Explainable Visual Question Answering via Hybrid Neural-Logical Reasoning

Jingying Gao, Alan Blair, Maurice Pagnucco

Published: 01 Jan 2024, Last Modified: 15 Apr 2025IJCNN 2024EveryoneRevisionsBibTeXCC BY-SA 4.0

Abstract: Logical reasoning is a major attribute of human intelligence. Humans demonstrate remarkable proficiency in combining information from multiple modalities for logical reasoning. This capability mirrors the tasks performed by Visual Question Answering (VQA), which is a complex task that requires an understanding of both visual elements and language. However, existing methods, which often rely on deep neural networks to learn implicit representations from data, lack the capacity to reason complex logical problems and provide interpretable explanations. To address this challenge, we propose a novel approach that combines hybrid neural-symbolic reasoning and explainable AI to enhance the explicit reasoning capabilities of VQA models when addressing complex logic questions.

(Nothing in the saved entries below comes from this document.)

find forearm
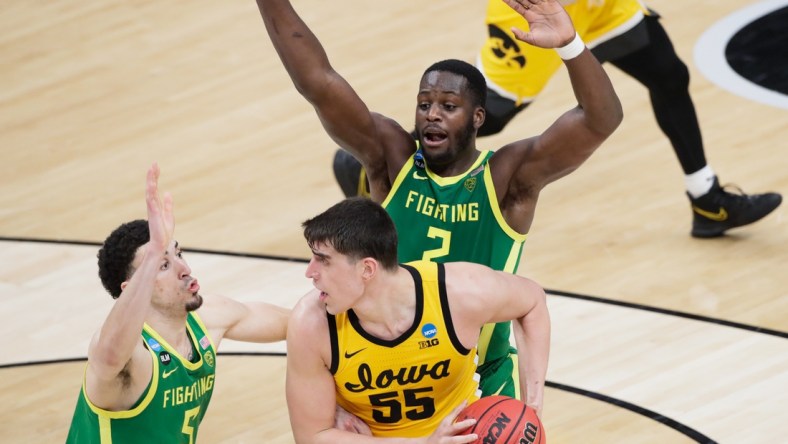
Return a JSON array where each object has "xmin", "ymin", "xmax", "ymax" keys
[
  {"xmin": 563, "ymin": 48, "xmax": 623, "ymax": 137},
  {"xmin": 255, "ymin": 0, "xmax": 333, "ymax": 100},
  {"xmin": 224, "ymin": 302, "xmax": 290, "ymax": 343},
  {"xmin": 514, "ymin": 303, "xmax": 550, "ymax": 414},
  {"xmin": 94, "ymin": 253, "xmax": 160, "ymax": 371}
]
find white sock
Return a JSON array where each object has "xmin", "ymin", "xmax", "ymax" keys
[{"xmin": 685, "ymin": 165, "xmax": 716, "ymax": 198}]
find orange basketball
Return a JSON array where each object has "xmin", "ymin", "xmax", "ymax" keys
[{"xmin": 456, "ymin": 396, "xmax": 545, "ymax": 444}]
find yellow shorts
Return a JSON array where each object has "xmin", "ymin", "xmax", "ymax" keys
[{"xmin": 478, "ymin": 0, "xmax": 650, "ymax": 104}]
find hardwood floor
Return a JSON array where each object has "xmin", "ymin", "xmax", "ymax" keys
[{"xmin": 1, "ymin": 0, "xmax": 786, "ymax": 442}]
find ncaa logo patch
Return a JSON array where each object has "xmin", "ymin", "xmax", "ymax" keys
[
  {"xmin": 422, "ymin": 323, "xmax": 437, "ymax": 339},
  {"xmin": 147, "ymin": 337, "xmax": 161, "ymax": 351}
]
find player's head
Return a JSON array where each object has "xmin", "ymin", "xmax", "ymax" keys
[
  {"xmin": 97, "ymin": 219, "xmax": 150, "ymax": 299},
  {"xmin": 415, "ymin": 59, "xmax": 487, "ymax": 168},
  {"xmin": 302, "ymin": 197, "xmax": 398, "ymax": 271},
  {"xmin": 424, "ymin": 59, "xmax": 487, "ymax": 108},
  {"xmin": 98, "ymin": 220, "xmax": 203, "ymax": 312}
]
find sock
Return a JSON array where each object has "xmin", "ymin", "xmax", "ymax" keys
[{"xmin": 685, "ymin": 165, "xmax": 716, "ymax": 198}]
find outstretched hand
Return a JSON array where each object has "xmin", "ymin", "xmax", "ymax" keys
[
  {"xmin": 503, "ymin": 0, "xmax": 576, "ymax": 49},
  {"xmin": 145, "ymin": 163, "xmax": 174, "ymax": 254}
]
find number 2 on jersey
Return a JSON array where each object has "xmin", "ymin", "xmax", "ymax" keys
[{"xmin": 421, "ymin": 227, "xmax": 451, "ymax": 262}]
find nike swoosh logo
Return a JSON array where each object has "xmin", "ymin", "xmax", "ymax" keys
[
  {"xmin": 412, "ymin": 171, "xmax": 428, "ymax": 180},
  {"xmin": 692, "ymin": 206, "xmax": 728, "ymax": 221},
  {"xmin": 344, "ymin": 348, "xmax": 366, "ymax": 359},
  {"xmin": 162, "ymin": 367, "xmax": 178, "ymax": 379},
  {"xmin": 493, "ymin": 381, "xmax": 508, "ymax": 396}
]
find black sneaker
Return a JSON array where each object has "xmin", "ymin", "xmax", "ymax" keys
[
  {"xmin": 332, "ymin": 148, "xmax": 369, "ymax": 198},
  {"xmin": 689, "ymin": 178, "xmax": 782, "ymax": 238}
]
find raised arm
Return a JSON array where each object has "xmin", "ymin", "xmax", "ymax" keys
[
  {"xmin": 85, "ymin": 163, "xmax": 173, "ymax": 410},
  {"xmin": 254, "ymin": 0, "xmax": 396, "ymax": 170},
  {"xmin": 445, "ymin": 261, "xmax": 550, "ymax": 416},
  {"xmin": 491, "ymin": 0, "xmax": 623, "ymax": 230}
]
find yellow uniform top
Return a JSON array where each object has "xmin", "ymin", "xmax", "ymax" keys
[
  {"xmin": 329, "ymin": 261, "xmax": 481, "ymax": 437},
  {"xmin": 479, "ymin": 0, "xmax": 650, "ymax": 103}
]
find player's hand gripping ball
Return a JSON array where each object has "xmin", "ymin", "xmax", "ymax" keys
[{"xmin": 456, "ymin": 396, "xmax": 545, "ymax": 444}]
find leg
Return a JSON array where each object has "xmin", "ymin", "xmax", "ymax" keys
[
  {"xmin": 608, "ymin": 15, "xmax": 706, "ymax": 175},
  {"xmin": 478, "ymin": 89, "xmax": 529, "ymax": 137},
  {"xmin": 609, "ymin": 16, "xmax": 781, "ymax": 237}
]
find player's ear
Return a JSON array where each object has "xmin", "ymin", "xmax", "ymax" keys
[
  {"xmin": 473, "ymin": 106, "xmax": 485, "ymax": 129},
  {"xmin": 360, "ymin": 257, "xmax": 378, "ymax": 281}
]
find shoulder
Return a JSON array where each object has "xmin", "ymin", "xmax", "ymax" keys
[
  {"xmin": 488, "ymin": 138, "xmax": 539, "ymax": 178},
  {"xmin": 290, "ymin": 290, "xmax": 330, "ymax": 336}
]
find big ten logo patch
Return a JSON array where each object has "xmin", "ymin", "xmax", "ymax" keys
[{"xmin": 419, "ymin": 323, "xmax": 440, "ymax": 349}]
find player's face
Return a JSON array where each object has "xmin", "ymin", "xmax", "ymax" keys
[
  {"xmin": 305, "ymin": 241, "xmax": 365, "ymax": 315},
  {"xmin": 129, "ymin": 240, "xmax": 203, "ymax": 313},
  {"xmin": 415, "ymin": 71, "xmax": 480, "ymax": 169}
]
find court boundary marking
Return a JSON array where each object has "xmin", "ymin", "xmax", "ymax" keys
[
  {"xmin": 0, "ymin": 353, "xmax": 716, "ymax": 443},
  {"xmin": 693, "ymin": 0, "xmax": 788, "ymax": 110},
  {"xmin": 3, "ymin": 237, "xmax": 785, "ymax": 338},
  {"xmin": 7, "ymin": 237, "xmax": 782, "ymax": 442}
]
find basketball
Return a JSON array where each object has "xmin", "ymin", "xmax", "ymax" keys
[{"xmin": 456, "ymin": 396, "xmax": 545, "ymax": 444}]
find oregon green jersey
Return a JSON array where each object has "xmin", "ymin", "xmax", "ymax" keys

Our approach comprises two main components: the Neural-Logical Reasoning Network (NLRN) with the Comprehensive Logical Composition Attention Mechanism (CLoCA), which trains and applies predefined logical rules within the neural network to effectively reason about complex logical questions in VQA tasks; and an explainable AI module that uses symbolic AI methods to provide explanations of the neural network’s decision-making process in VQA. We evaluate our methodology on LoRA, a complex logical reasoning VQA dataset and other recent VQA datasets, demonstrating state-of-the-art performance while providing interpretable and accurate explanations.